The Doors, “Not To Touch The Earth” Album: Waiting For The Sun 1968
“We should see the gates by mornin’/ We should be inside the evenin’,” Jim Morrison croons, dizzying any listener into his spell. It doesn’t take much with this one. Off The Doors’ underrated third studio album, 1968’s Waiting for the Sun, “Not to Touch the Earth” is a technicolor hell in audio and a supernatural catastrophe that captures Morrison at his strongest and most deranged lyrically. Inspired by the writings of Scottish social anthropologist James Frazer, the song shifts in a multitude of directions, lamenting the dichotomy between heaven and hell with allusions to the occult and even ’60s politics. Terror aside, “Not to Touch the Earth” glues each member together in an assembly of strengths that really exude the warped psychedelic jazz rock The Doors would keep as their own forever. Love ’em, hate ’em, they were on another plane of existence.

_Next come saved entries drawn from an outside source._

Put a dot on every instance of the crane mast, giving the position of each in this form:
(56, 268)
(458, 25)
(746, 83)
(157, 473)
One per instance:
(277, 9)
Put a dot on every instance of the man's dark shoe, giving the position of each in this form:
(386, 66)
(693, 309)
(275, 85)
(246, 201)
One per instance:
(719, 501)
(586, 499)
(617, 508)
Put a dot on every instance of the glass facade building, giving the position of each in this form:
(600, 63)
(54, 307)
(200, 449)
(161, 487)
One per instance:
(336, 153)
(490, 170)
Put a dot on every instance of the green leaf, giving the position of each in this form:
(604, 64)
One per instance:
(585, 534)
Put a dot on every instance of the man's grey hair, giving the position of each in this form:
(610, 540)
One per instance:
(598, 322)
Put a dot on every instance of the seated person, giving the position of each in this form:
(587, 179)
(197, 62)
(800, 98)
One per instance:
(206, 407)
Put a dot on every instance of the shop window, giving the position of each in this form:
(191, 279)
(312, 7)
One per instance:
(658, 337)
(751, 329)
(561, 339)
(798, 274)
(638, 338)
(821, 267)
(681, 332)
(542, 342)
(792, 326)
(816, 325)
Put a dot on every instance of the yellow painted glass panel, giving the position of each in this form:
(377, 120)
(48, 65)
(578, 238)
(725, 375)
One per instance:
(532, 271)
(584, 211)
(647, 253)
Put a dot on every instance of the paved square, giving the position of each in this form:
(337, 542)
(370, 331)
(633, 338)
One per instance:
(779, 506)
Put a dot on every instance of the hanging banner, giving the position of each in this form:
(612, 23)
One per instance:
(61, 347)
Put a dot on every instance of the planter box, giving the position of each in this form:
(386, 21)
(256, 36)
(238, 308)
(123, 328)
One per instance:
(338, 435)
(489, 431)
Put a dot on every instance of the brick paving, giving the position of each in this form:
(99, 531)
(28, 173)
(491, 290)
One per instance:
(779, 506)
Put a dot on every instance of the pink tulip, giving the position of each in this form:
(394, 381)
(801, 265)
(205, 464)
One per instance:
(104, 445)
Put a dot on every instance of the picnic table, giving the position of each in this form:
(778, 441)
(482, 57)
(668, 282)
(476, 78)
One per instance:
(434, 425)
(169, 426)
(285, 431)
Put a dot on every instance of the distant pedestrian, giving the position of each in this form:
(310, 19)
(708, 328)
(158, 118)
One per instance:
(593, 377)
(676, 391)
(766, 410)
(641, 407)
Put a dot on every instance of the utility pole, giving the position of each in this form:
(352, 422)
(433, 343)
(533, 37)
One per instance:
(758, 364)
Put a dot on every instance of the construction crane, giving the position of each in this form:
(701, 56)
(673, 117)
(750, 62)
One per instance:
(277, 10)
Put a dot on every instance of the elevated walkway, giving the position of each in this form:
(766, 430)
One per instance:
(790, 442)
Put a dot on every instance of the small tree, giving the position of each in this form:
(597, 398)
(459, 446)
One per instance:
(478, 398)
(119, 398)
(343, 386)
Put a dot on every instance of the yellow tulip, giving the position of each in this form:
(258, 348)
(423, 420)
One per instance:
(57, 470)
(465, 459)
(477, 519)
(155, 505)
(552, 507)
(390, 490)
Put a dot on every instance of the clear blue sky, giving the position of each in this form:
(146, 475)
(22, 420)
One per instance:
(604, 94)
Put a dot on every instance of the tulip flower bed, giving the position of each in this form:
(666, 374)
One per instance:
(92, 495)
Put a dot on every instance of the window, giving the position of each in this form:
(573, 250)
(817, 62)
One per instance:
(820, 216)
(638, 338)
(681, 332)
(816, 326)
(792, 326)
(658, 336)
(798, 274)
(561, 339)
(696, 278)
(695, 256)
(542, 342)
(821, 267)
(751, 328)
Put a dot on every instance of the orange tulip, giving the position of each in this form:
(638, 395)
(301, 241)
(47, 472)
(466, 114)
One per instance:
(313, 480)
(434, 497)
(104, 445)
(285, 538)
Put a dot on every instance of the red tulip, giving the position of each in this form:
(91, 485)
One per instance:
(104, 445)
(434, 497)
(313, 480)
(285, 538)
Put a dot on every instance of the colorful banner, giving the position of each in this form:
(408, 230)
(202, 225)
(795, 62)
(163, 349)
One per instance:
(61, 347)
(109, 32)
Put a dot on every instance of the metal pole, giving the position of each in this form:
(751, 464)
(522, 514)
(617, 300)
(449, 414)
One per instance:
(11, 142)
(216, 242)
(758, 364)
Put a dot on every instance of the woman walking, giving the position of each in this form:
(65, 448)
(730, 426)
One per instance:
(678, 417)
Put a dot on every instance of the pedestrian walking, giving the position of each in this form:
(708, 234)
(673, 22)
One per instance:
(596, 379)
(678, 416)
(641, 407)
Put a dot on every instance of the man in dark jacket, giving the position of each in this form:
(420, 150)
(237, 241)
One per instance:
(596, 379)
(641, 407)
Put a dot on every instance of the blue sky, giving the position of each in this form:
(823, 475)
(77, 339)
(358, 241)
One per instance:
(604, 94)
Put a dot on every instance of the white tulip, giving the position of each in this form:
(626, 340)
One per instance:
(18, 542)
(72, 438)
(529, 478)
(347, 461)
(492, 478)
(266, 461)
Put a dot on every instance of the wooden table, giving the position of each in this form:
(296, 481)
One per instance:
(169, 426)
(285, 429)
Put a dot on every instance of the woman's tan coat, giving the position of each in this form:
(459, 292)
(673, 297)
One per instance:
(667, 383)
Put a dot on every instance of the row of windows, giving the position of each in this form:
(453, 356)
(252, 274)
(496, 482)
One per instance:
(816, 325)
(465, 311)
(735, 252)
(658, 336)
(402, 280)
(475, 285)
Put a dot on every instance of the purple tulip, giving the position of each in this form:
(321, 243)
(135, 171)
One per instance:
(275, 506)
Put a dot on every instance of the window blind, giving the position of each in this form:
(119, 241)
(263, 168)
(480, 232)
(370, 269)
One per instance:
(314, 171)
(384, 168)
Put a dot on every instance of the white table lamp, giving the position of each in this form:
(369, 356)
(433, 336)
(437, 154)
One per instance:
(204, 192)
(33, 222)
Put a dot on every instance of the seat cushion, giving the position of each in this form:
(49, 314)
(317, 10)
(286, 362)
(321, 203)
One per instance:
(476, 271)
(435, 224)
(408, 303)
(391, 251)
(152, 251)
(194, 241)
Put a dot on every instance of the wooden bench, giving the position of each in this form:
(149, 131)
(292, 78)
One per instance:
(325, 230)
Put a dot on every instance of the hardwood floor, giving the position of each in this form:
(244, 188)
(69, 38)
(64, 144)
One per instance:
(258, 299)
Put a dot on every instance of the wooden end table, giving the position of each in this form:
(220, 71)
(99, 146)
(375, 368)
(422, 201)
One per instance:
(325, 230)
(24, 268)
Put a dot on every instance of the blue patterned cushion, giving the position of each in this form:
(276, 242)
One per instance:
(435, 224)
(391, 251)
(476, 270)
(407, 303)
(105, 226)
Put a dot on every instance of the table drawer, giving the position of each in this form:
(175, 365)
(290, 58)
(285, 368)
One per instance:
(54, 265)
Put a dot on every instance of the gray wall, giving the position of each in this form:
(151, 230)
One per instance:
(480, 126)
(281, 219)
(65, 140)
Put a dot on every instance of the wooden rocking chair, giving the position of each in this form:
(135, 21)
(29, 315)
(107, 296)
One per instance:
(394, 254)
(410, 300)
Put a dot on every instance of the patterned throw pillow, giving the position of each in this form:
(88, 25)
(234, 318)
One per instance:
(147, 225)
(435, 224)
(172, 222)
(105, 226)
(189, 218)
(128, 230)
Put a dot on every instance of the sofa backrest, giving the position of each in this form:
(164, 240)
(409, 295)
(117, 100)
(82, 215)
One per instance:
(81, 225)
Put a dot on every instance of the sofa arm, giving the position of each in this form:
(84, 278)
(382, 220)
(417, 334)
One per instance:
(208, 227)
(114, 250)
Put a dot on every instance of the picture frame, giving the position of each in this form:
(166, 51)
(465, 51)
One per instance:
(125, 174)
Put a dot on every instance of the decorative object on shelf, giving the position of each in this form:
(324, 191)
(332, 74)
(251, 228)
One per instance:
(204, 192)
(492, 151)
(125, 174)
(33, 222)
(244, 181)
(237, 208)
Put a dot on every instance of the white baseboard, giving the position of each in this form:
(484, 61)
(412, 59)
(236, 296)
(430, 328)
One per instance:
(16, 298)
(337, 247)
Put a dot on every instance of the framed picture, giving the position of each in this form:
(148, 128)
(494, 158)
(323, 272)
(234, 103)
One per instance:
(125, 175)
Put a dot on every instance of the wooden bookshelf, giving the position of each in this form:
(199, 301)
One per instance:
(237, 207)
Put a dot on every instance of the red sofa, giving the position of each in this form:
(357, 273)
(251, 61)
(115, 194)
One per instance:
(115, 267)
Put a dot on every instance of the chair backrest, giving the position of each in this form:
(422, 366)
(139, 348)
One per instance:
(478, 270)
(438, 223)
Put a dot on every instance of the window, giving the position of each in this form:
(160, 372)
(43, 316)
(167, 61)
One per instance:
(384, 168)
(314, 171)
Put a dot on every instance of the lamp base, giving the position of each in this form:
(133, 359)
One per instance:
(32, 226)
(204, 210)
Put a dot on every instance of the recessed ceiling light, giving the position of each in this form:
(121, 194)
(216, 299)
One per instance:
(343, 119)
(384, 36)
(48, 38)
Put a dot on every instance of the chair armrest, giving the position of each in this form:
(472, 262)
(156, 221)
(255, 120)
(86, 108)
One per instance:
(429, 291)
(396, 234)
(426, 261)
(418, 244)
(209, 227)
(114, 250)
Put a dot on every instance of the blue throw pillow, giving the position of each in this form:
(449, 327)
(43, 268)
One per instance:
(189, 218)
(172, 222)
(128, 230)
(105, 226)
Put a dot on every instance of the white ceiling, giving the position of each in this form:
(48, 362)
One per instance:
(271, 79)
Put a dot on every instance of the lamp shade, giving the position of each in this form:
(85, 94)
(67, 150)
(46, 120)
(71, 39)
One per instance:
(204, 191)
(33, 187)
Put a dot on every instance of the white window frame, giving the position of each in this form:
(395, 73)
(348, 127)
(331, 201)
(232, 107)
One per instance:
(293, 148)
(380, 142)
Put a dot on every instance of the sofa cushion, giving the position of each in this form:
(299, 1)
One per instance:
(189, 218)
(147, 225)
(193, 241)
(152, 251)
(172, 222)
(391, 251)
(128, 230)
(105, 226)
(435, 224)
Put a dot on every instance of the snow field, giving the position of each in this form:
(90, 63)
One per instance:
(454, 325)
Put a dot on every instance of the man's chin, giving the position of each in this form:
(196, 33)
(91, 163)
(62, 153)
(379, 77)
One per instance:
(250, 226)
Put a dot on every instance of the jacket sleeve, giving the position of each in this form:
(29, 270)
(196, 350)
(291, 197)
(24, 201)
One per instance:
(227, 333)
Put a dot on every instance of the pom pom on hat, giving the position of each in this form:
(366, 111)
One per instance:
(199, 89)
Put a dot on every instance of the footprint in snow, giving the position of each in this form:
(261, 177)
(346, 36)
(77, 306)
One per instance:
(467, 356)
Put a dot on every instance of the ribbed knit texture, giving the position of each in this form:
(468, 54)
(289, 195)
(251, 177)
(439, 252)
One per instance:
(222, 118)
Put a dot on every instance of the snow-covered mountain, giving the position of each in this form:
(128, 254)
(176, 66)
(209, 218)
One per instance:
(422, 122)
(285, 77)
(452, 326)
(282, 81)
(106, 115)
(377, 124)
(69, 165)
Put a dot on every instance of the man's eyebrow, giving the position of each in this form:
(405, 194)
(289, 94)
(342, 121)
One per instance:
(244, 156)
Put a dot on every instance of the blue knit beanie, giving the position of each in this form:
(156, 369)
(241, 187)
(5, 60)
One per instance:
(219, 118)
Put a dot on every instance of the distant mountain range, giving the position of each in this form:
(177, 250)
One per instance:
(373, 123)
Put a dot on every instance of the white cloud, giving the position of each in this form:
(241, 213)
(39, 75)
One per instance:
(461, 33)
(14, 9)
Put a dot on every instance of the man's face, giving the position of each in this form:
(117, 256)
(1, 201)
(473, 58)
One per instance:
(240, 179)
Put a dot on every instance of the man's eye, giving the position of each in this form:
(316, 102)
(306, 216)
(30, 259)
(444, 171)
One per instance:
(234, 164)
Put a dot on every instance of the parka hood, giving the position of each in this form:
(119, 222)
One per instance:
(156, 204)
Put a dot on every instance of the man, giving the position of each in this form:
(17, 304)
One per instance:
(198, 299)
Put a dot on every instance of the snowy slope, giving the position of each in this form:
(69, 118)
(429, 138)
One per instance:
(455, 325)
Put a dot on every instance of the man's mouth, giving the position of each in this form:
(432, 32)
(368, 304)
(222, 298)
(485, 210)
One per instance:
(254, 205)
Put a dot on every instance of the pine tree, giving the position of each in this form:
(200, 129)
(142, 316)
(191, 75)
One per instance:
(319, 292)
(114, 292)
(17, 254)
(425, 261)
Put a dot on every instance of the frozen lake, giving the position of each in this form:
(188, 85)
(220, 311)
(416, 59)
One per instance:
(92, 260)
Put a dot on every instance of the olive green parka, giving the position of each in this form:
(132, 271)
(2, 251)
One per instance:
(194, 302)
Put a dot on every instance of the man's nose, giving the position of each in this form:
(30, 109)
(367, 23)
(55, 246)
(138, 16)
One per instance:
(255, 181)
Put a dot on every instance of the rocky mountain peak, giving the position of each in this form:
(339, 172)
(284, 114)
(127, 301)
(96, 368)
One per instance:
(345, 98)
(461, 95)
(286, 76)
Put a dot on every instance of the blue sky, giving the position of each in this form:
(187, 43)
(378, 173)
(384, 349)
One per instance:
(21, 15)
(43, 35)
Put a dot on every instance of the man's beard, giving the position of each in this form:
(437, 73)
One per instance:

Right out the gates, thanks to Krieger’s damning repetition, but here’s when the spine shatters: At 1:35, when Morrison warns: “Dead president’s corpse in the driver’s car/ The engine runs on glue and tar.” How angry, violent, and damning he sounds. I’ve always imagined Hell’s finest shuffling between this and “Sympathy for the Devil” … and maybe some Anal Cunt, too.
The lyric to this song is an excerpt from The Celebration Of The Lizard, a Jim Morrison poem that was going to take up the first side of Waiting For The Sun. “Not To Touch The Earth” was the only part of the 24-minute song that was compelling enough to put on the album, but the entire 133-line poem was included on the album sleeve. (A complete performance of the poem can be heard on the 1970 album Absolutely Live.)
Morrison cribbed the title, and also the line “Not to see the sun,” from Aftermath: A Supplement to the Golden Bough, a supplement to the 1890 book The Golden Bough: A Study in Magic and Religion. Both works were written by the Scottish social anthropologist Sir James George Frazer. Morrison got the lines from the table of contents:
Chapter LXV — Not to Touch the Earth
Chapter LXVI — Not to See the Sun
The lyrics, “Dead presidents corpse in the driver’s car” refers to the assassination of US president John F. Kennedy.
One of Jim Morrison’s famous lines appears at the end of this song: “I am the Lizard King, I can do anything.”
The singer adopted “Lizard King” as one of his nicknames.